La crisi di consenso, poi, è stata raccolta da altri potenziali attori che si sono inseriti in quegli spazi vuoti che la retorica anti-americana e il progressivo disimpegno – fotografato, quest’ultimo, dal doloroso ritiro dall’Afghanistan dopo vent’anni – dell’impero americano dal teatro globale.

Le conseguenze di tutto ciò sono presto dette. Gli Stati Uniti restano un impero ma in un mondo non più unipolare ma multipolare. Quella americana non è l’unica nazione con vocazione imperiale (anche la Cina e la Russia lo sono) e se per tanto tempo quella di Washington è stata l’unica ad avere voce in capitolo, la presunta crisi del principale attore internazionale ha risvegliato le ambizioni degli altri. D’altronde, il discorso del “chi nasce impero, muore impero” vale anche per Mosca e Pechino.

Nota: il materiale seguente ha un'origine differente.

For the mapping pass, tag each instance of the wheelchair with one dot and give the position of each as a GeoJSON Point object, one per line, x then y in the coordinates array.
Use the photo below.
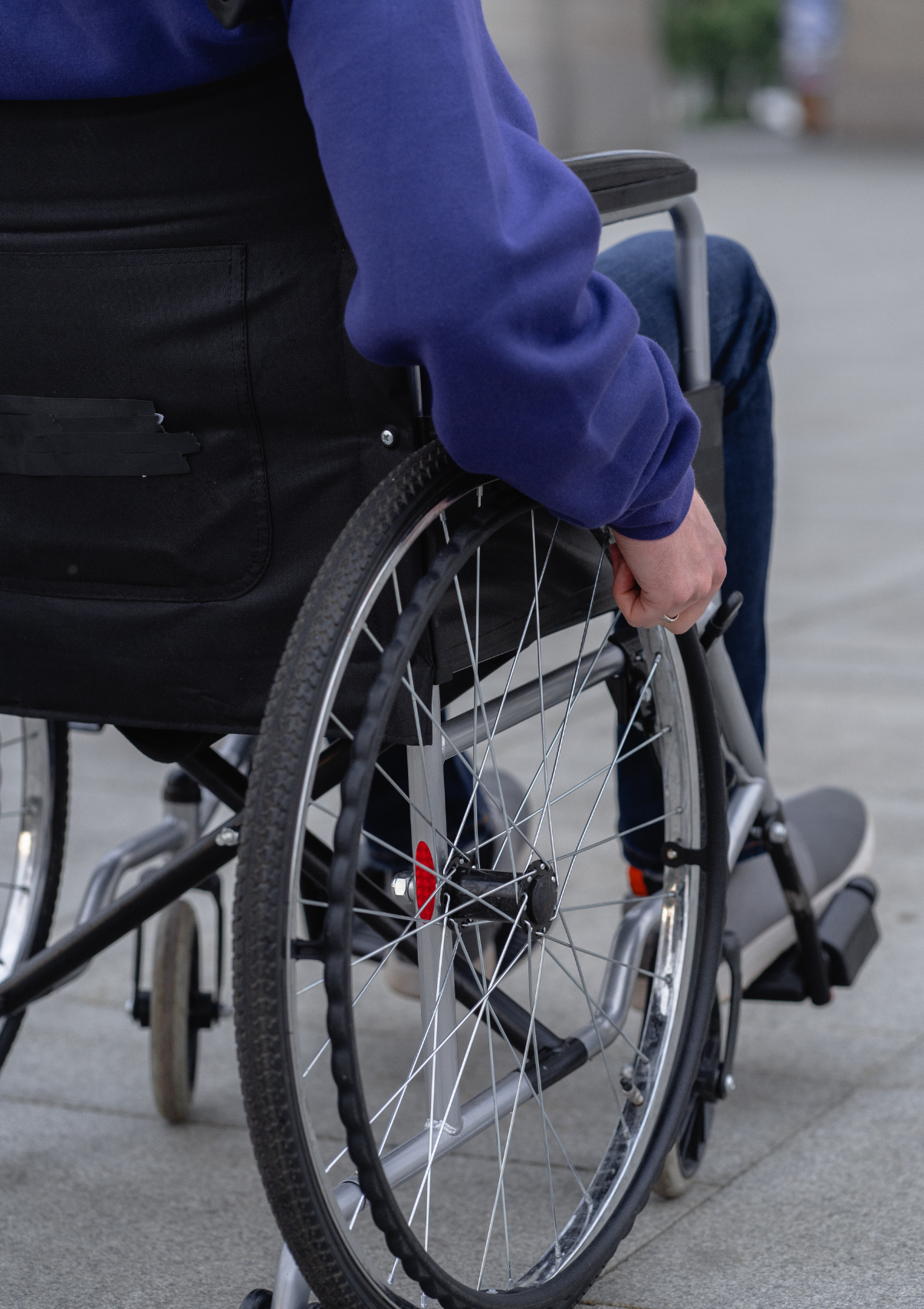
{"type": "Point", "coordinates": [468, 1051]}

Trump e l’eterno ritorno del passato

Il disegno imperiale di Donald Trump si manifesta anche in occasione delle dichiarazioni circa l’uso della forza per prendersi la Groenlandia, cioè la minaccia di un’espansione territoriale in piena regola e la violazione dello spazio di un’altra nazione sovrana. E lo stesso potrebbe dirsi per il canale di Panama, su cui il Tycoon ha messo gli occhi in funzione anti-cinese. Tale disegno, però, passa anche per quisquilie come l’idea di rinominare il golfo del Messico come golfo dell’America, poiché anche l’utilizzo della polarizzazione linguistica è un segno distintivo.

Dividi et impera, espansionismo, polarizzazione non sono invenzioni di Donald Trump ma un ricorso storico sdoganato dal ritorno degli imperialismi e dal mutamento dello scenario globale. La Russia nel 2022 ha invaso l’Ucraina, rispolverando l’idea che un impero, per mantenersi tale, debba espandersi e annettere territori, mentre la Cina – ormai è evidente – si sta preparando a muovere guerra a Taiwan. Gli imperi stanno tornando e gli Stati Uniti e la pax americana si stanno sgretolando. Quest’ultima si reggeva sulla capacità degli americani di mantenere l’equilibrio globale grazie alla pervasività dell’economia americana e alla sostenibilità di un modello che si reggeva soprattutto su basi economiche, oltre che militari. Ora, questo modello non è più sostenibile.

Dopo la caduta del muro di Berlino il politologo Francis Fukuyama profetizzò la “fine della storia“, sostenendo il fatto che, dopo la fine del comunismo sovietico, la democrazia liberale e il capitalismo sarebbero stati destinati a pervadere tutte le nazioni del pianeta. Trent’anni dopo, la previsione è stata ampiamente smentita. Nel cuore del XXI secolo, la retorica imperiale è tornata a occupare il centro della scena. Donald Trump non propone solo soluzioni muscolari ai problemi internazionali, ma incarna una vera e propria dottrina di restaurazione imperiale americana, un hard branding che ha il sapore del passato e che non fa prigionieri.